Holland keeps returning to America. She directs episodes of series, often the outstanding ones, like The Wire, Treme, The Killing or The House of Cards. She also directed series in Europe, including the important ones: in the Czech Republic the Burning Bush about the self-incineration of Jan Palach and in Poland the political Ekipa where she laid bare the mechanisms of politics so that her story became almost prophetic. The artist divides her time between Brittany, Paris and Warsaw. She is the citizen of the world. Every one of her films becomes important.

In the Oscar-nominated In Darkness Holland reached for the authentic story of Leopold Socha, who during WWII was hiding a large group of Jews in Lviv, risking his own life. In the Spoor made on the basis of a novel written by the Polish Nobel prize laureate, Olga Tokarczuk, in the form of a stylised, ecological thriller, she examined the painful and the controversial issues of modernity: she showed the divided society, lacking tolerance and governed by the law of the stronger, with no place for the weak ones.

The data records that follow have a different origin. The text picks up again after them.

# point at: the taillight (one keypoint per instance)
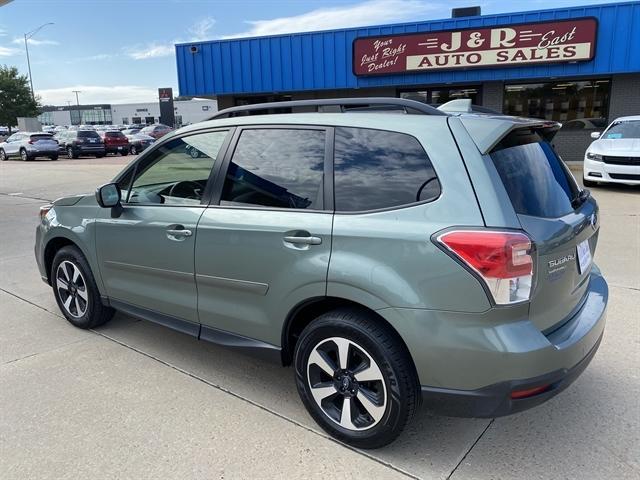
(503, 260)
(44, 209)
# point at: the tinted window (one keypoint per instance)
(88, 134)
(623, 129)
(376, 169)
(177, 172)
(41, 136)
(534, 176)
(277, 168)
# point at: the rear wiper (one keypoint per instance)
(580, 198)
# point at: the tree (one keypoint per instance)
(15, 97)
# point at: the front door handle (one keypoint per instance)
(303, 240)
(177, 233)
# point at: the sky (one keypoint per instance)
(121, 51)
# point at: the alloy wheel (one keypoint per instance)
(347, 384)
(72, 289)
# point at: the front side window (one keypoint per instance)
(177, 172)
(278, 168)
(376, 169)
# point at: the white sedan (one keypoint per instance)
(615, 155)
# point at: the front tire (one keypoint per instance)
(76, 291)
(356, 378)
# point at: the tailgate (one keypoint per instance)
(560, 219)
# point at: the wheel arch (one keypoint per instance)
(52, 247)
(305, 312)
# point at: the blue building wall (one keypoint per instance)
(323, 60)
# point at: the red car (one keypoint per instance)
(115, 142)
(156, 131)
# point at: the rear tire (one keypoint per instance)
(76, 291)
(376, 380)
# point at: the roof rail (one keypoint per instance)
(409, 106)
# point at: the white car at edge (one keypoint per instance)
(614, 157)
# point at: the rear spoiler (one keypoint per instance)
(487, 131)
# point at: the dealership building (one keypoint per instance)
(579, 65)
(185, 113)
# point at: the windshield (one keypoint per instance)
(537, 181)
(623, 129)
(88, 134)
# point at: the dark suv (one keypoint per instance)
(392, 259)
(76, 143)
(115, 142)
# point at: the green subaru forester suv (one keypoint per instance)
(395, 254)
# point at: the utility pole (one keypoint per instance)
(78, 104)
(27, 36)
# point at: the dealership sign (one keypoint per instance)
(534, 43)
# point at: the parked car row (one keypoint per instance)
(73, 144)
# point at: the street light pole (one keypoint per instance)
(26, 47)
(78, 105)
(27, 36)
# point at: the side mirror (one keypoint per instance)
(108, 196)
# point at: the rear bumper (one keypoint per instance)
(116, 148)
(495, 400)
(469, 364)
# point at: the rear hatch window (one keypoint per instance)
(88, 134)
(537, 181)
(42, 136)
(561, 221)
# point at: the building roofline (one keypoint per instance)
(397, 24)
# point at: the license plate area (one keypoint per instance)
(584, 256)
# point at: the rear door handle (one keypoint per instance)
(303, 240)
(175, 232)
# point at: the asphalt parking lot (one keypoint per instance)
(136, 400)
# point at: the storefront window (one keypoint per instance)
(440, 95)
(579, 105)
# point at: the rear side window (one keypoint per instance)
(376, 169)
(88, 134)
(277, 168)
(534, 176)
(35, 138)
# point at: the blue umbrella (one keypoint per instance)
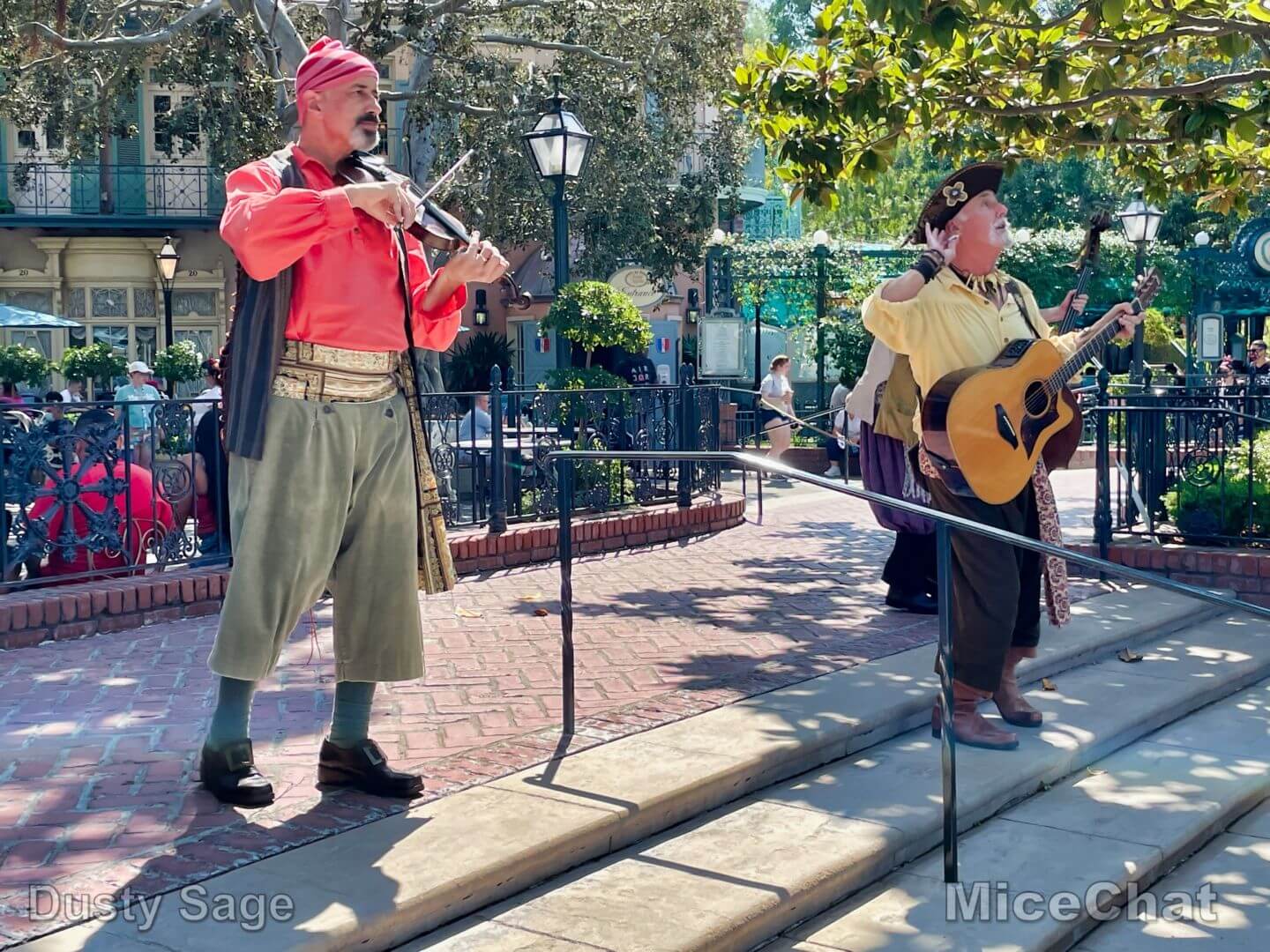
(13, 316)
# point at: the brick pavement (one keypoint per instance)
(100, 738)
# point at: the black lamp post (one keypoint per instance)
(1140, 227)
(168, 259)
(822, 257)
(559, 147)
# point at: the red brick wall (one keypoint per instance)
(1244, 571)
(78, 611)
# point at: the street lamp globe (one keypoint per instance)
(557, 145)
(1140, 221)
(168, 260)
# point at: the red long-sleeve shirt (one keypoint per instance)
(346, 290)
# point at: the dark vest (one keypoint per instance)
(254, 344)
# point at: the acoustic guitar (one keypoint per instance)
(1061, 449)
(992, 423)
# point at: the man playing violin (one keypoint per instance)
(952, 310)
(329, 478)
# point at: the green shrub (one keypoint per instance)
(23, 365)
(95, 363)
(1213, 501)
(572, 413)
(592, 314)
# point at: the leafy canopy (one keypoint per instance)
(592, 314)
(1172, 94)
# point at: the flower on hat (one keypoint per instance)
(955, 193)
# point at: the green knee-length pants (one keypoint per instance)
(331, 502)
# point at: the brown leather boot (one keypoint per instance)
(969, 726)
(1010, 703)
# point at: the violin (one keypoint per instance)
(1087, 264)
(433, 227)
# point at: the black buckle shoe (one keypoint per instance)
(363, 767)
(230, 775)
(915, 602)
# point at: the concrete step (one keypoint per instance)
(1102, 838)
(741, 874)
(399, 877)
(1236, 867)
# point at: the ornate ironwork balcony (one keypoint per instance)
(49, 195)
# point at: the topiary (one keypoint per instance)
(592, 314)
(179, 363)
(97, 362)
(23, 365)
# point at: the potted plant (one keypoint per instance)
(23, 365)
(179, 363)
(95, 362)
(592, 314)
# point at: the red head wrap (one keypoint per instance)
(326, 65)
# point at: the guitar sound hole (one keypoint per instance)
(1035, 398)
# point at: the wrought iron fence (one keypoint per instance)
(489, 449)
(1183, 465)
(90, 188)
(111, 490)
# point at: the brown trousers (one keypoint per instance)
(996, 587)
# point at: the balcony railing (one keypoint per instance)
(120, 190)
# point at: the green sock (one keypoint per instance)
(233, 712)
(351, 720)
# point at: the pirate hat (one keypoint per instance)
(952, 193)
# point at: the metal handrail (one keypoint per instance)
(944, 524)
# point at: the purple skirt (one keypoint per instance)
(885, 469)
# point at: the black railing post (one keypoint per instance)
(497, 487)
(684, 494)
(944, 565)
(1102, 471)
(564, 502)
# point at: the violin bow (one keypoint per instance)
(450, 175)
(796, 419)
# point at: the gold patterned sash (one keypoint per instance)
(329, 374)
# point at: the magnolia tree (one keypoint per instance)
(639, 72)
(1172, 94)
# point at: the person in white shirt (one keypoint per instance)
(211, 391)
(776, 406)
(846, 443)
(74, 392)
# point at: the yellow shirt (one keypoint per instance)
(947, 326)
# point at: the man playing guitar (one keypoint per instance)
(954, 310)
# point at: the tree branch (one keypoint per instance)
(143, 40)
(1183, 89)
(499, 40)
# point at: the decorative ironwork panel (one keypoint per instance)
(144, 302)
(109, 302)
(75, 303)
(197, 302)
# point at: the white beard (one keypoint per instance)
(365, 141)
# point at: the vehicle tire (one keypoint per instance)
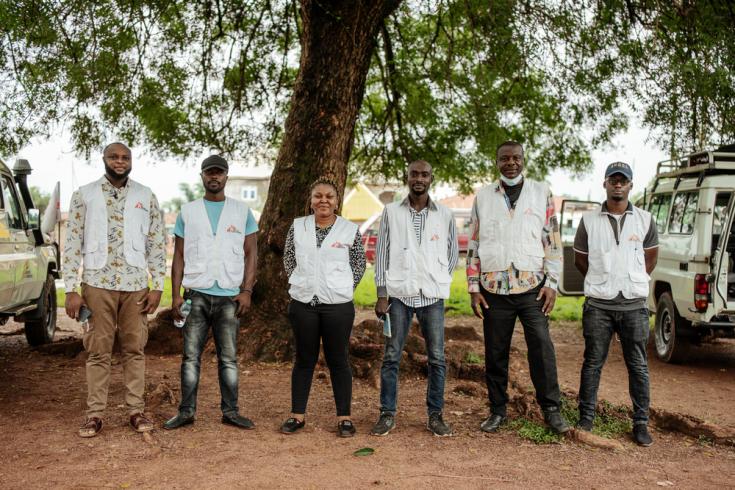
(41, 326)
(670, 332)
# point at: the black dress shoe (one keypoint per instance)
(238, 420)
(292, 425)
(492, 423)
(345, 428)
(178, 421)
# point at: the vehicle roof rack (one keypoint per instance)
(698, 165)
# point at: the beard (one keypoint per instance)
(116, 176)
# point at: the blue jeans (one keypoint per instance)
(219, 313)
(632, 327)
(431, 320)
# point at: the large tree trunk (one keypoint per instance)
(337, 42)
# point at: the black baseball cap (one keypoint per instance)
(215, 161)
(619, 168)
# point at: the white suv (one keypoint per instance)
(693, 284)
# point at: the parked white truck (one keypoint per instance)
(29, 259)
(692, 289)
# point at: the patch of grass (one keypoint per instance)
(567, 308)
(611, 421)
(534, 432)
(474, 358)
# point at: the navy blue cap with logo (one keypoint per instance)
(619, 168)
(214, 161)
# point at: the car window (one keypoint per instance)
(719, 218)
(683, 213)
(10, 202)
(659, 209)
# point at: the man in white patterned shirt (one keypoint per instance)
(416, 253)
(115, 234)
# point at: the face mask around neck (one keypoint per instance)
(511, 182)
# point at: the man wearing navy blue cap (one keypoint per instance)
(616, 249)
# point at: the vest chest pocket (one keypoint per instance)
(441, 273)
(599, 262)
(339, 276)
(139, 243)
(91, 246)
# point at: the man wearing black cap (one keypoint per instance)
(215, 260)
(616, 249)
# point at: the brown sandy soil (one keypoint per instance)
(42, 398)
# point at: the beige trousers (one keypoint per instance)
(115, 314)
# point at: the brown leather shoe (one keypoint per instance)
(91, 427)
(140, 423)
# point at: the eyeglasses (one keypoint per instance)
(115, 156)
(615, 180)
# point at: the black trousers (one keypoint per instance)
(498, 326)
(332, 325)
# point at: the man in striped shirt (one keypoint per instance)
(416, 253)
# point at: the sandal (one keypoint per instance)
(91, 427)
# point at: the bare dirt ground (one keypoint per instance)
(42, 401)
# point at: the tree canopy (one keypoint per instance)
(448, 79)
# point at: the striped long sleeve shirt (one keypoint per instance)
(382, 255)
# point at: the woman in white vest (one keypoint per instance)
(325, 260)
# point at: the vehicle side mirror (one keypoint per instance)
(34, 219)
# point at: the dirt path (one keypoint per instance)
(42, 397)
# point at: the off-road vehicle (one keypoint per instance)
(692, 290)
(29, 260)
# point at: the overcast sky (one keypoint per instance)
(53, 160)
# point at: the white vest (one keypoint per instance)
(614, 268)
(324, 271)
(412, 268)
(504, 240)
(136, 224)
(219, 257)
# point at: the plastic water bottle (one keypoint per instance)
(185, 310)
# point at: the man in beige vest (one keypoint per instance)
(115, 235)
(513, 265)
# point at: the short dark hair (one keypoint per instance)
(508, 143)
(115, 143)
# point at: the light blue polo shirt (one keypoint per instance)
(214, 211)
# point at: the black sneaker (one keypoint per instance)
(345, 428)
(641, 435)
(292, 425)
(585, 425)
(556, 422)
(437, 425)
(179, 420)
(386, 422)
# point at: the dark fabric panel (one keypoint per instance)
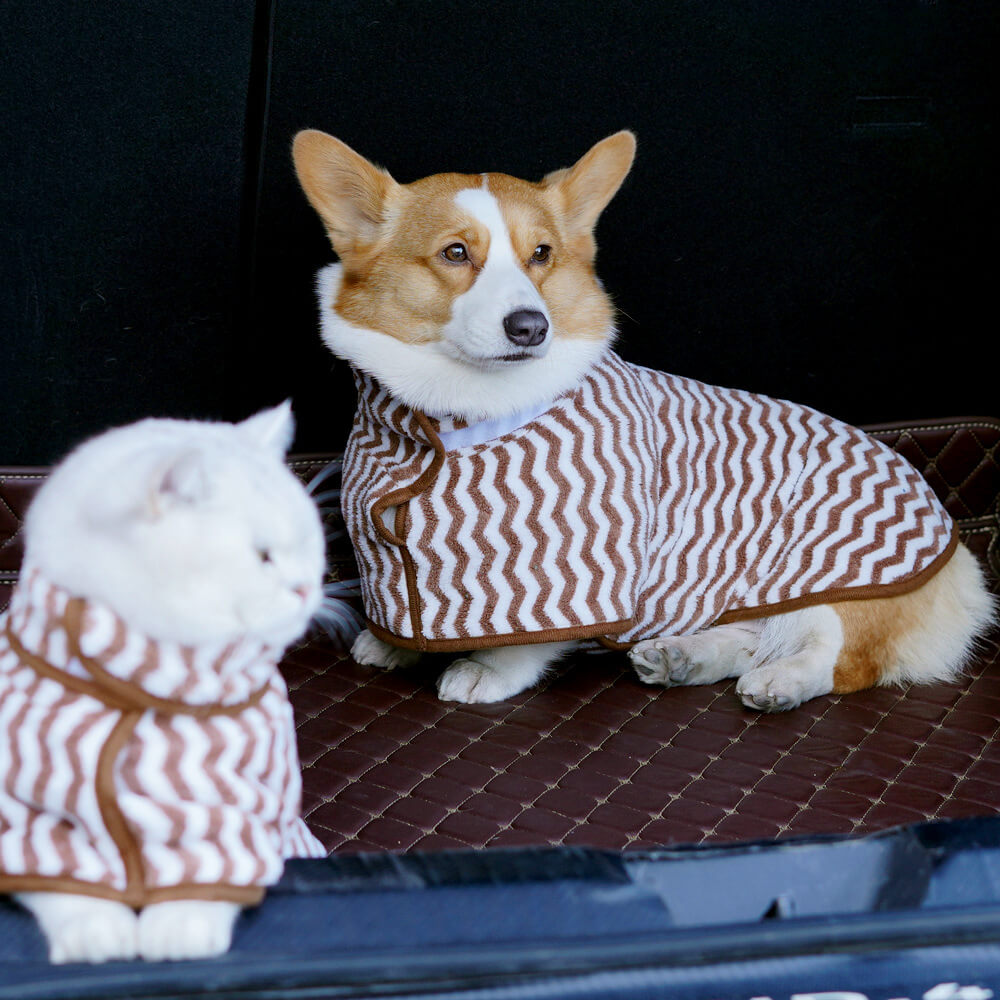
(811, 211)
(121, 173)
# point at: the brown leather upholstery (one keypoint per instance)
(594, 757)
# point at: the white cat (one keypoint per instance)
(149, 782)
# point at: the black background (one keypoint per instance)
(812, 212)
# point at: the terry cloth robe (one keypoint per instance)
(639, 504)
(139, 770)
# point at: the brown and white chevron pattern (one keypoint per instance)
(640, 497)
(204, 798)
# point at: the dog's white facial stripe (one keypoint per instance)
(475, 331)
(484, 208)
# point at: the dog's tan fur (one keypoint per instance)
(397, 283)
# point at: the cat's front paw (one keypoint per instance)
(185, 929)
(372, 652)
(471, 682)
(84, 929)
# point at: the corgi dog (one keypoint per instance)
(513, 488)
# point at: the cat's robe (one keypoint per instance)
(147, 747)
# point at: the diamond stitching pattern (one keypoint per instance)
(593, 757)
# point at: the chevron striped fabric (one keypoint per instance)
(640, 504)
(138, 770)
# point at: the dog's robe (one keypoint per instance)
(137, 770)
(637, 505)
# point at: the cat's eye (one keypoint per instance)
(455, 253)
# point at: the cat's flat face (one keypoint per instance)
(191, 532)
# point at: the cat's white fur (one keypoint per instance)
(192, 532)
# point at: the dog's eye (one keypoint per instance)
(455, 253)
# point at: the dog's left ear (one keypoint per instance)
(593, 180)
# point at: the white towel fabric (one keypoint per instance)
(639, 504)
(140, 770)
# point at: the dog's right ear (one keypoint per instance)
(347, 191)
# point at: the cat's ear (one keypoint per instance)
(273, 429)
(181, 479)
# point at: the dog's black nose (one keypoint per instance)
(526, 327)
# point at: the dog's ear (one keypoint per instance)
(589, 185)
(347, 191)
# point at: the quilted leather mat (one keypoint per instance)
(593, 757)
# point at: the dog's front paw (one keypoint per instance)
(660, 661)
(84, 929)
(372, 652)
(186, 929)
(472, 682)
(778, 687)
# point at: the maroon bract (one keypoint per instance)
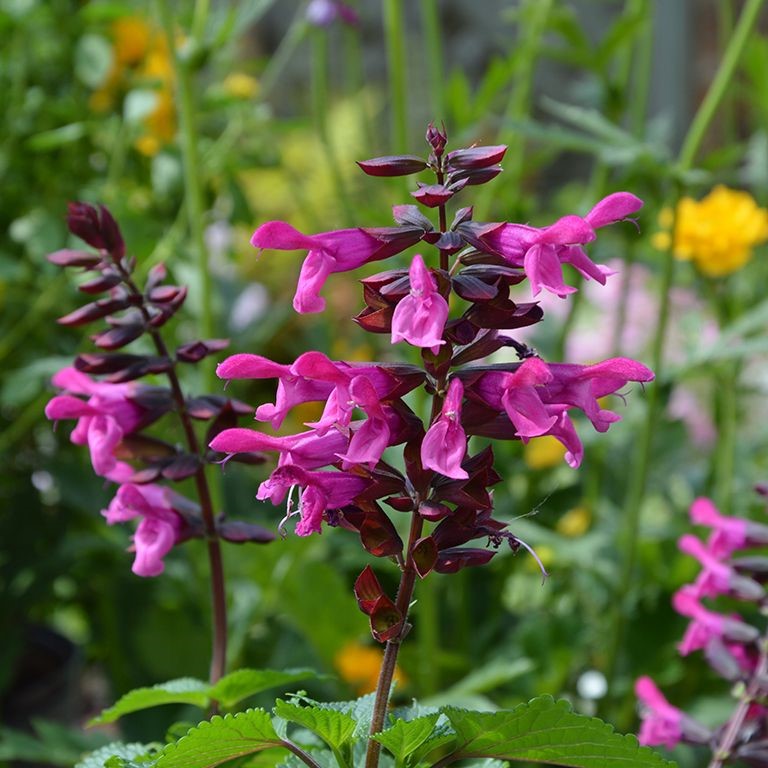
(337, 473)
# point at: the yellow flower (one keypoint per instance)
(238, 85)
(543, 452)
(359, 666)
(717, 232)
(131, 36)
(575, 522)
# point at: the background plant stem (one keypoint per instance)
(644, 446)
(433, 42)
(394, 35)
(184, 70)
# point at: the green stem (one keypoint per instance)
(388, 664)
(434, 43)
(644, 445)
(204, 496)
(727, 421)
(184, 69)
(297, 31)
(320, 102)
(536, 13)
(643, 70)
(394, 34)
(719, 86)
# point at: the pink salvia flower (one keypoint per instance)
(159, 529)
(420, 317)
(305, 449)
(730, 533)
(373, 437)
(541, 252)
(661, 722)
(337, 251)
(715, 579)
(319, 491)
(445, 443)
(706, 624)
(581, 386)
(102, 420)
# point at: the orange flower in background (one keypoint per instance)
(717, 233)
(359, 666)
(141, 58)
(131, 37)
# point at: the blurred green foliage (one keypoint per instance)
(487, 637)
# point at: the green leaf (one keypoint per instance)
(334, 728)
(97, 758)
(56, 137)
(406, 736)
(184, 690)
(545, 731)
(93, 60)
(220, 739)
(360, 710)
(241, 684)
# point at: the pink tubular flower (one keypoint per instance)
(581, 386)
(541, 252)
(715, 579)
(102, 420)
(305, 449)
(729, 533)
(706, 624)
(319, 491)
(338, 251)
(371, 439)
(661, 722)
(445, 443)
(420, 317)
(312, 378)
(160, 527)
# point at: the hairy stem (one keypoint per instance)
(218, 591)
(722, 752)
(403, 602)
(394, 34)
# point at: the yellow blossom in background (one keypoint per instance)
(131, 37)
(359, 666)
(717, 232)
(575, 522)
(543, 452)
(141, 58)
(238, 85)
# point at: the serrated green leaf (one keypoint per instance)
(241, 684)
(546, 731)
(360, 710)
(406, 736)
(184, 690)
(97, 758)
(439, 743)
(220, 739)
(333, 727)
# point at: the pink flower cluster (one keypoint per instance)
(729, 643)
(112, 413)
(338, 472)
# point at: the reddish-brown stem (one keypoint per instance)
(735, 724)
(408, 575)
(387, 673)
(218, 590)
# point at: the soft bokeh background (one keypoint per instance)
(591, 97)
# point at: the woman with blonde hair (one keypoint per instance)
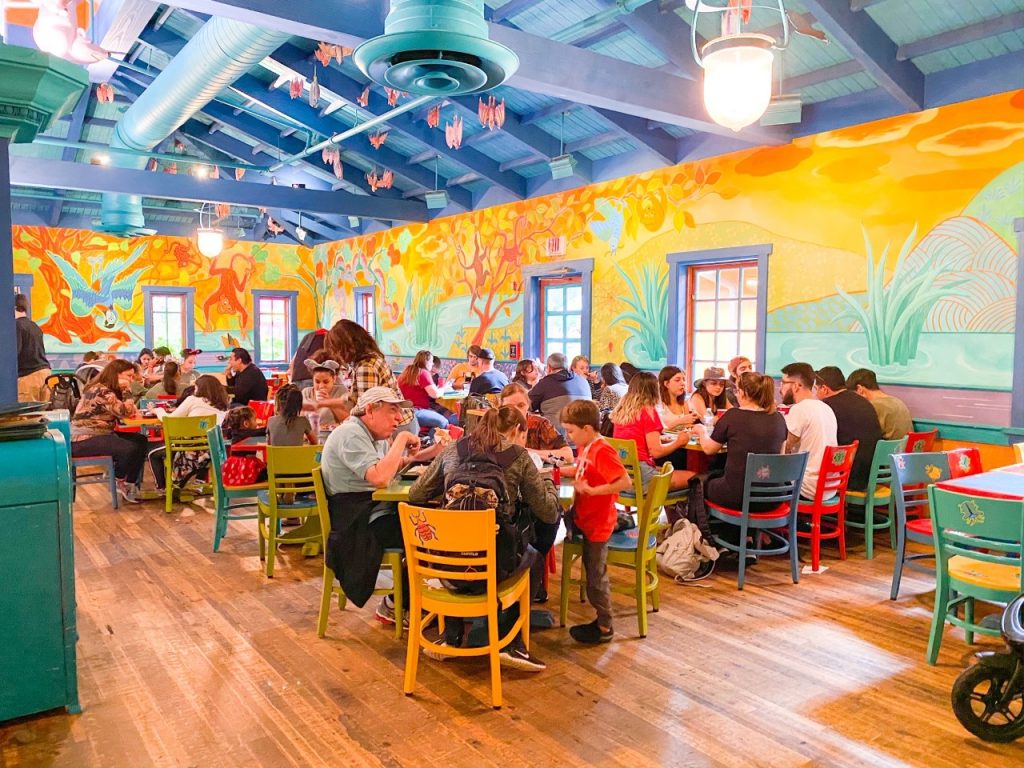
(636, 419)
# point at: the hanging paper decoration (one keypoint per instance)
(453, 132)
(492, 113)
(314, 91)
(104, 93)
(434, 116)
(383, 181)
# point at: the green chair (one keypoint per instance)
(978, 548)
(182, 434)
(391, 559)
(632, 549)
(878, 494)
(289, 470)
(223, 496)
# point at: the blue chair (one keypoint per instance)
(978, 547)
(222, 496)
(774, 479)
(911, 474)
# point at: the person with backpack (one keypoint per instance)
(491, 468)
(599, 478)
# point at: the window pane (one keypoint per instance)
(706, 285)
(704, 345)
(554, 299)
(728, 284)
(704, 315)
(555, 327)
(573, 326)
(750, 283)
(573, 298)
(727, 317)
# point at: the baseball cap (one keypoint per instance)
(832, 377)
(379, 394)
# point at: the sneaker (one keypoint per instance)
(128, 493)
(591, 634)
(515, 656)
(430, 651)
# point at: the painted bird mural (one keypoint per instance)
(104, 291)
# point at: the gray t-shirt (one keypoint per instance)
(281, 433)
(349, 452)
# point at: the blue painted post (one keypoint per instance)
(8, 349)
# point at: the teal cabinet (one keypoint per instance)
(37, 579)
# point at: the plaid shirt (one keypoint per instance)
(542, 435)
(374, 372)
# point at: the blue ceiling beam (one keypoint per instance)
(979, 31)
(867, 43)
(338, 82)
(50, 174)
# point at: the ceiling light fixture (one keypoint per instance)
(209, 239)
(737, 66)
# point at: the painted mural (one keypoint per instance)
(85, 289)
(892, 248)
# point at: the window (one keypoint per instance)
(718, 303)
(723, 311)
(366, 308)
(169, 317)
(276, 334)
(561, 315)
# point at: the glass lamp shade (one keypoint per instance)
(737, 79)
(210, 242)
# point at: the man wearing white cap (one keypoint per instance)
(357, 459)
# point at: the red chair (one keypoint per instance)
(828, 516)
(964, 462)
(921, 442)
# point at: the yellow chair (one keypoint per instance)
(632, 549)
(182, 434)
(391, 559)
(436, 540)
(289, 470)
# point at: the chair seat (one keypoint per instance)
(987, 574)
(921, 525)
(627, 540)
(263, 497)
(782, 510)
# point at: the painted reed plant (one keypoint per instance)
(648, 315)
(894, 314)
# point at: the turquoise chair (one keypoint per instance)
(770, 478)
(878, 494)
(978, 548)
(911, 474)
(226, 500)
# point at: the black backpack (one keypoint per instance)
(478, 482)
(65, 393)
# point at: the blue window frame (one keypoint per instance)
(275, 330)
(557, 308)
(707, 306)
(366, 308)
(23, 285)
(170, 316)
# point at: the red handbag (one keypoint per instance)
(243, 470)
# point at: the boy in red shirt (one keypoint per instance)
(599, 478)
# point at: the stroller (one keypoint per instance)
(988, 697)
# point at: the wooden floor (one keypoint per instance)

Three years later, in Mr. Jones Holland reminds us about journalist Garreth Jones who described the Famine in Ukraine in the 1930s. She recounts the lies of the propaganda, the courage of the one man who wanted to tell the truth and the value of true journalism.

During the festival in Berlin, Holland is going to show her newest film, Charlatan. This is an authentic story of a Czech healer: a panorama of the 20th century starting from WWI until the communist times, a diagnosis of diseases suffered by Europe: regimes and nationalist movements that are born in it.

These themes are close to Holland’s heart. She is defending the unsteady democracy in Europe, in America and especially in Poland and does not shy from strong and wise political appearances. She has also been talking about the necessity of taking an honest look at oneself for a long time. “You cannot build anything on hate,” she repeats. “I do not know what amount of sand would be necessary to fill the ditches that are dividing people today. But you have to try.” She believes that this is one of the tasks of art.